Late on Christmas Eve, Gill, her aunt (Elsa Lanchester), and her brother Nicky (Jack Lemmon) are setting about making a summoning spell for an author of hack books on magic, and Shep sees the fire through the window. Worried, he rushes in. The witches claim it was just a game, and Gill’s brother and aunt make themselves scarce. Gill invites Shep to stay for a drink, and sets about bewitching him, using her familiar, Pyewacket (see picture above). Shep falls for her and dumps his fiancée.
As a witch, Gill is incapable of love (supposedly, if you fall in love you lose your powers) and is surprised by the depth of Shep’s attachment. She cares for him a great deal, and feels bad for deceiving him. She resolves to tell him the truth, and give up magic, but how will Shep react…?
Is it any good?
Well, obviously I think it’s some good, or I wouldn’t be dusting off the old time machine to review it. Having been unable to resist Mr Smith Goes to Washington, I felt I owed you a Jimmy Stewart film with a bit of fantasy in it. It’s a Wonderful Life is an obvious choice, but you’ve probably already heard that that’s quite a good film, so I went with this.
This is a fun movie, and Kim Novak is stunning, both physically, and as a performer. They make her up with exaggerated eyebrows that somehow make her more catlike, connecting her visually to her familiar, Pyewacket. For most of the movie she oozes sexuality, confidence, and power. There is something interesting in the role-reversal the ‘rules’ for witches (that they cannot love, that they do not cry) allow the filmmakers to explore, a point which is highlighted when Shep accuses Gill of taking the male’s part in saying she wasn’t made for marriage.However, the idea is only played with, and, overall, the film reinforces the gender roles with a sledgehammer. The very rules that allow this exploration make it inevitable that, should Gill fall for Shep (and the rules of romantic comedy make us want her to), she will lose all her considerable power (and her respect amongst the witch community) and become an ordinary woman. Her aunt, who has clearly retained her power, all but directly states that she is a virgin. Yet, despite the apparent gender equality and bohemian attitudes of the magical community, Gill comments that her brother uses magic for his love life. The unwritten implication: falling in love makes you lose your magic, but sex doesn’t, and women can’t really separate love and sex, leading to the ancient attitude that a woman’s strength lies in maintaining her virginity.
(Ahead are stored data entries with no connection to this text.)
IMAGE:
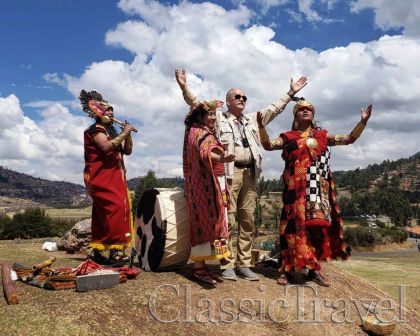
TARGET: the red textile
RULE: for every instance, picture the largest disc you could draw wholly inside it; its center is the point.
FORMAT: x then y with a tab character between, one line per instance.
204	197
306	244
105	180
Check out this demure little thing with her pastel colours and shells (left) in comparison to her earlier slinky, confident self with her academically interesting shop of anthropologically significant artifacts (right).
Can you guess which one Shep falls in love with for real?
But enough of that, it is a thing of its time, and although there are many things that grate with me as a modern woman, there’s also a lot that’s interesting and entertaining. I love that she genuinely bewitches him into loving her, and I love his reaction when he finds out, and how the spell continues to act on him even when he knows about it. So many films fall back on the uninteresting idea that the one thing you can’t induce by magic is love, or even the facsimile of love. I love that this film doesn’t chicken out and make it that her spell didn’t work in the first place (as I expected it would do, for a large portion of the film). I also love the sub-plot with Nicky and the hack writer where Nicky introduces him to real magic and jumps joyfully into collaboration on a book about the truth of magic. Jack Lemmon at his best.
As magically induced romance films go, this one is pretty good. It’s a classic, and a piece of our cultural heritage as writers and consumers of genre.